The problem is also me. I am a snob. I admit it. Most of the women I meet are decidedly less intellectual than my New York friends. But they’re also different in other ways—more family oriented, more into traveling and playing games. I don’t have a family, hate to pack for trips and have no idea how to play Canasta or Mah-Jongg. My idea of fun is binge-watching Succession and debating which sibling is will come out on top.
I have become close to only one woman in Florida due to a fluke—the pandemic. We live across the street from each other and it didn’t seem that we had much in common—until Covid struck. Carolyn and I were the only intrepid souls we knew willing to leave the house, so we met outdoors for a picnic dinner once a week-- for two years. We found we had a lot in common. We both loved movies and streaming tv series, and we both suffered from depression and anxiety. There’s nothing like revealing your vulnerabilities to cement a friendship. My friendship with Carolyn was the one upside of Covid for me (besides not getting Covid). Perpetually busy with children and grandchildren pre-pandemic, lockdown meant she couldn’t see them. The Pandemic slowed her down enough for me to get to know her
I now have a lot of acquaintances or casual friends, relationships that aren’t as intimate as close friends.

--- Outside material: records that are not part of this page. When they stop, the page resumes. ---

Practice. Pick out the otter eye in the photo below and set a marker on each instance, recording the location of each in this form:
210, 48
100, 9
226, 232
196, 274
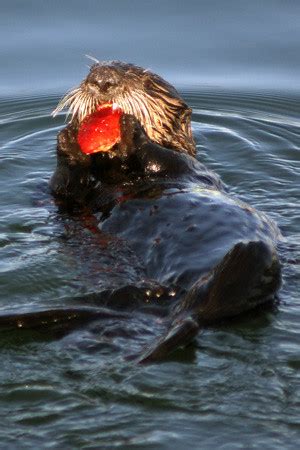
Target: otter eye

I’ve decided to suspend the snobbery. I’ll take what I can get at this stage of life. I still miss my old friends desperately, but I like being around people. I refuse to stay home and feel sorry for myself. No, I still won’t play canasta. There are limits. But, I tell myself to get out, socialize, don’t underestimate acquaintances. They may wind up becoming friends during the next pandemic. 😊
Awe, you're such a good writer. <3 This is why I love/hate the internet it can be a great way to meet like-minded people, then finally arrange in person meetups!

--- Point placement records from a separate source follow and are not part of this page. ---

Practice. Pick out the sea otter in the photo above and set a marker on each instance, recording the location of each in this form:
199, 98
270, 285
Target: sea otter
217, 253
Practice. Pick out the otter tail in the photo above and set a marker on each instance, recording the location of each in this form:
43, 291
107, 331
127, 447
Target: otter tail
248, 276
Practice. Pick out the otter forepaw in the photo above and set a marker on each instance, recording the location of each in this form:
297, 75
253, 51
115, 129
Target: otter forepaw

I lived in Halifax , Nova Scotia in the the early ‘70’s. My former husband was a medical student. I had no real friends-friends like the 2 back in NY with whom I grew up . I was lonely as hell. We moved back and forth-to NY, back to Halifax, and Philadelphia, and finally Albany. I made some new friends after my divorce but they weren’t my old friends with the tolerance to accept some of my off the wall behaviors. I was “locally” friendless again. As time passed I made new friends when I went back to work, and reestablished my closeness with my original two. That is due to cell phones and no long distance charges.